There's simply no use trying to invest effort in this. It's simply not Crystal's target. It's like trying to creating a dynamic library with Ruby.

Well, Ruby modules can be and are used by C/C++ programs by linking the runtime (as for Lua/CPython and other GCed interpreters). Having the possibility to generate Crystal dynamic libraries would open the possibility to generate plugins and modules for other languages.

I know that the directiony you want to give to the language is different but I would e.g. totally love to use Crystal to speed up python code without relying on 'heavy' languages such as C/C++/Rust. This IMO would expose Crystal to a much bigger audience that is stuck with other languages for a variety of reasons.
For example: Why just not using only Crystal in the first place instead of Python? Because Python has still a much-much bigger ecosystem.

RX14 commented

The tricky part is not GC, as far as I can see, it's that crystal programs, or any dynamic library which you make in Crystal, includes the standard library and all other libraries. Loading a single crystal dynamic library (in its own thread so it can own the event loop) is not that difficult to achieve. However it's inadvisable to do this, since linking the executable would break as soon as another dynamic library written in crystal is added, because there would be symbol clashes.

The core team isn't looking at this near-term, but as far as I know there have been a few proof of concepts for crystal dynamic libraries. There are clearly remaining problems to be solved, and I think they can be, but the effort will most likely come from the community and anyone interested and not the core team.

Some ideas to look into for anyone who wants to look into this:

  • dynamic library mode which prefixes all symbols with a nonce, to allow multiple crystal programs to link together
  • support wrapper for dynamic libraries which handles spawning the event loop in a new thread, and "portalling" calls from exported symbols in a calling thread to crystal functions running in a crystal thread (is this neccesary?)

I realise this is probably beating on a dead horse, but it would be nice to have this facility.
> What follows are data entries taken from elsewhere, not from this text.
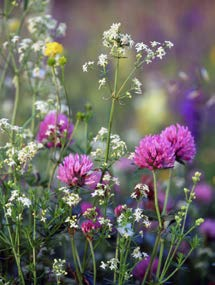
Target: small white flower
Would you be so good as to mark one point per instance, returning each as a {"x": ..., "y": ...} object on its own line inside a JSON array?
[
  {"x": 140, "y": 46},
  {"x": 102, "y": 61},
  {"x": 102, "y": 82},
  {"x": 71, "y": 199},
  {"x": 154, "y": 44},
  {"x": 15, "y": 39},
  {"x": 72, "y": 222},
  {"x": 25, "y": 201},
  {"x": 103, "y": 265},
  {"x": 87, "y": 65},
  {"x": 160, "y": 52},
  {"x": 169, "y": 44},
  {"x": 138, "y": 214},
  {"x": 137, "y": 86}
]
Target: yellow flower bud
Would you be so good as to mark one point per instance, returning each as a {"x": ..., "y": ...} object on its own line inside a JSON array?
[{"x": 52, "y": 49}]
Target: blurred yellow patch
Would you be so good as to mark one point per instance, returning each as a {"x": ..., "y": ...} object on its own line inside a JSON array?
[{"x": 52, "y": 49}]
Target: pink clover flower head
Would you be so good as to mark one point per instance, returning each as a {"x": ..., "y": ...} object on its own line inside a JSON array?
[
  {"x": 204, "y": 192},
  {"x": 154, "y": 152},
  {"x": 89, "y": 228},
  {"x": 76, "y": 170},
  {"x": 183, "y": 142},
  {"x": 141, "y": 267},
  {"x": 119, "y": 209},
  {"x": 54, "y": 129},
  {"x": 207, "y": 228}
]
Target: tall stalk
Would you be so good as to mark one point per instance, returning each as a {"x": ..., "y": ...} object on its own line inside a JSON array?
[{"x": 112, "y": 111}]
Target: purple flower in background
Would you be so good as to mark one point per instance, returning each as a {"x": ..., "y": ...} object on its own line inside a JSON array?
[
  {"x": 183, "y": 142},
  {"x": 207, "y": 228},
  {"x": 154, "y": 152},
  {"x": 76, "y": 170},
  {"x": 204, "y": 192},
  {"x": 140, "y": 269},
  {"x": 192, "y": 110},
  {"x": 54, "y": 129}
]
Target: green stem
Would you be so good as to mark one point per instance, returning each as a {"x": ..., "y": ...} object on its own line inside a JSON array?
[
  {"x": 57, "y": 89},
  {"x": 116, "y": 257},
  {"x": 74, "y": 254},
  {"x": 112, "y": 112},
  {"x": 34, "y": 250},
  {"x": 156, "y": 200},
  {"x": 61, "y": 153},
  {"x": 154, "y": 252},
  {"x": 85, "y": 255},
  {"x": 125, "y": 82},
  {"x": 123, "y": 262},
  {"x": 167, "y": 191},
  {"x": 173, "y": 273},
  {"x": 65, "y": 90},
  {"x": 94, "y": 261},
  {"x": 15, "y": 252},
  {"x": 15, "y": 107},
  {"x": 160, "y": 258}
]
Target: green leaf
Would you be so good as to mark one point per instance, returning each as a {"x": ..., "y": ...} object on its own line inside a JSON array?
[{"x": 26, "y": 4}]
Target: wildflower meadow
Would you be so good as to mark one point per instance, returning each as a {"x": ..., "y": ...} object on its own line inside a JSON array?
[{"x": 82, "y": 203}]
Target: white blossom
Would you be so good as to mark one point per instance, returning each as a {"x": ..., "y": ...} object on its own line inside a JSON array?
[
  {"x": 102, "y": 82},
  {"x": 87, "y": 65}
]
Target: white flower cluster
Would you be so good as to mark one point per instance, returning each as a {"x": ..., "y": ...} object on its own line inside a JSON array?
[
  {"x": 71, "y": 199},
  {"x": 111, "y": 264},
  {"x": 91, "y": 214},
  {"x": 72, "y": 221},
  {"x": 102, "y": 82},
  {"x": 102, "y": 60},
  {"x": 136, "y": 86},
  {"x": 140, "y": 191},
  {"x": 58, "y": 267},
  {"x": 12, "y": 203},
  {"x": 102, "y": 192},
  {"x": 137, "y": 254},
  {"x": 116, "y": 41},
  {"x": 118, "y": 147},
  {"x": 156, "y": 50},
  {"x": 28, "y": 152},
  {"x": 5, "y": 126}
]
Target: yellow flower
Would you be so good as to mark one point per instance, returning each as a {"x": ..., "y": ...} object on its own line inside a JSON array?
[{"x": 52, "y": 49}]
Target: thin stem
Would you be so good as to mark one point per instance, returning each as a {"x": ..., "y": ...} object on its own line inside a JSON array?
[
  {"x": 61, "y": 153},
  {"x": 167, "y": 191},
  {"x": 17, "y": 86},
  {"x": 57, "y": 89},
  {"x": 16, "y": 256},
  {"x": 74, "y": 254},
  {"x": 174, "y": 271},
  {"x": 160, "y": 258},
  {"x": 112, "y": 111},
  {"x": 116, "y": 257},
  {"x": 65, "y": 90},
  {"x": 94, "y": 261},
  {"x": 154, "y": 252},
  {"x": 34, "y": 250},
  {"x": 156, "y": 200},
  {"x": 125, "y": 82},
  {"x": 85, "y": 255}
]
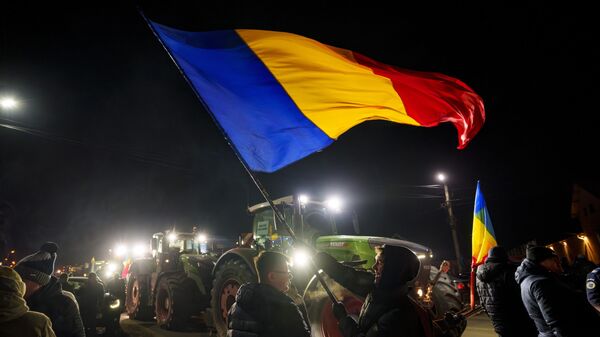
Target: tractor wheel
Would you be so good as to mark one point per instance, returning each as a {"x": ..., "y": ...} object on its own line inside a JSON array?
[
  {"x": 137, "y": 296},
  {"x": 318, "y": 306},
  {"x": 174, "y": 302},
  {"x": 228, "y": 280}
]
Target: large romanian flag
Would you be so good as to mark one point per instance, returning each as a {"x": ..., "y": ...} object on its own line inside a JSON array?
[{"x": 280, "y": 97}]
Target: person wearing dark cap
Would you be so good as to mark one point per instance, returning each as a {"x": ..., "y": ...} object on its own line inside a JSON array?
[
  {"x": 556, "y": 309},
  {"x": 388, "y": 310},
  {"x": 44, "y": 292},
  {"x": 500, "y": 296},
  {"x": 592, "y": 288},
  {"x": 15, "y": 317}
]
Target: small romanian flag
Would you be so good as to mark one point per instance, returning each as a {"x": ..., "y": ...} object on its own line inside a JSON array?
[{"x": 280, "y": 97}]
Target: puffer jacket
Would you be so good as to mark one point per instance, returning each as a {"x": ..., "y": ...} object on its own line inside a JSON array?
[
  {"x": 500, "y": 296},
  {"x": 60, "y": 308},
  {"x": 260, "y": 310},
  {"x": 556, "y": 309},
  {"x": 15, "y": 317}
]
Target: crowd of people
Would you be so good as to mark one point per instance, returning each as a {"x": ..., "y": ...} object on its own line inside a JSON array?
[
  {"x": 263, "y": 308},
  {"x": 542, "y": 296},
  {"x": 35, "y": 303}
]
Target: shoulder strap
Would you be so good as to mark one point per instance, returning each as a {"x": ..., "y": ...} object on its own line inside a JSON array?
[{"x": 425, "y": 317}]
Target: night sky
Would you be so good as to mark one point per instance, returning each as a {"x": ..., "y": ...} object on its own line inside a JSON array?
[{"x": 112, "y": 143}]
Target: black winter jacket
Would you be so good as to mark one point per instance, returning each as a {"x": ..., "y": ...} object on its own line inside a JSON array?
[
  {"x": 60, "y": 308},
  {"x": 263, "y": 311},
  {"x": 556, "y": 309},
  {"x": 386, "y": 311},
  {"x": 500, "y": 296}
]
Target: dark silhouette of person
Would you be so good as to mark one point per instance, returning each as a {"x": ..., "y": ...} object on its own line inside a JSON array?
[
  {"x": 500, "y": 296},
  {"x": 263, "y": 308}
]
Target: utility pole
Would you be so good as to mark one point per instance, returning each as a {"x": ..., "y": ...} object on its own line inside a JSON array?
[{"x": 452, "y": 221}]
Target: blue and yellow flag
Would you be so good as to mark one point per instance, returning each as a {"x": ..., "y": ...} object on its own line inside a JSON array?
[{"x": 483, "y": 237}]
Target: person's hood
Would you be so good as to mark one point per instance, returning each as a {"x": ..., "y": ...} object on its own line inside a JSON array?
[
  {"x": 400, "y": 267},
  {"x": 12, "y": 288},
  {"x": 529, "y": 268},
  {"x": 490, "y": 270},
  {"x": 51, "y": 289}
]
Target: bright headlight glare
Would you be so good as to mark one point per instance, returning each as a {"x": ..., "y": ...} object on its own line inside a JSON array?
[
  {"x": 301, "y": 258},
  {"x": 139, "y": 250},
  {"x": 334, "y": 204},
  {"x": 120, "y": 250},
  {"x": 303, "y": 198},
  {"x": 115, "y": 304}
]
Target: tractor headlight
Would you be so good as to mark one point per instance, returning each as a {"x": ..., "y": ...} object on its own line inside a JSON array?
[
  {"x": 301, "y": 258},
  {"x": 115, "y": 304}
]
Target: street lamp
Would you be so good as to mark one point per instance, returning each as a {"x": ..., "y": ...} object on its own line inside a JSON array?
[
  {"x": 442, "y": 178},
  {"x": 8, "y": 103}
]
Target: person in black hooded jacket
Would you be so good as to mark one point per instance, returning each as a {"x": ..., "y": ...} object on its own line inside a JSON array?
[
  {"x": 500, "y": 296},
  {"x": 556, "y": 309},
  {"x": 387, "y": 310},
  {"x": 44, "y": 292},
  {"x": 263, "y": 309}
]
I write music software, and the primary market for independents is VST/AU/LV2 plugins, usually in the form of a .dll , .so or dylib. Still , the problem sounds like its a bit hard to really solve so oh well. But just wanna point out that the arguments philosophically against dylibs really arent generally applicable, there really are use cases for dlls that cant be solved other ways.

rdp commented
axvm commented

I want to vote for this feature. And I can't figure out why crystal is apparently trying to become a golang for Rubyists but can't have the same features as golang. I.e., golang has a build mode for dynamic libs. And I would love to do some computations in crystal and call it in ruby.

I believe this is an essential feature in the context of mass adoption.

Today I have tried to build a true Android app written in pure Crystal from my Termux / Android NDK branch. The entry point must be defined through a shared library, and it basically boils down to this:

fun on_create = ANativeActivity_onCreate(activity : LibAndroid::ANativeActivity*, savedState : Void*, savedStateSize : LibC::SizeT)
  GC.init

  # we must pass something here otherwise `PROGRAM_NAME` will fail to initialize
  # this is _not_ `--prelude=empty`! we already have virtually the entire stdlib working
  args = ["(???)"]
  LibCrystalMain.__crystal_main(args.size, args.map(&.to_unsafe).to_unsafe)

  activity.value.callbacks.value.onStart = ->(activity : LibAndroid::ANativeActivity*) do
    # ...
  end
end

Crystal's runtime libraries (GC, libevent etc.) are then linked statically. This and the VST example are perfectly valid use cases where the shared library containing the Crystal runtime is effectively the only running Crystal instance, as the library still manages the whole lifecycle of an application, except that the entry point is no longer that of the usual command line. Thus building a shared library does not necessarily imply that we are consuming Crystal code from other Crystal code via this mechanism.

So I'd vote to reopen this issue.

(Now this scenario is solved by cross-compiling, but it won't be the case for VSTs, nor if someone decides to build the Android app on Termux itself.)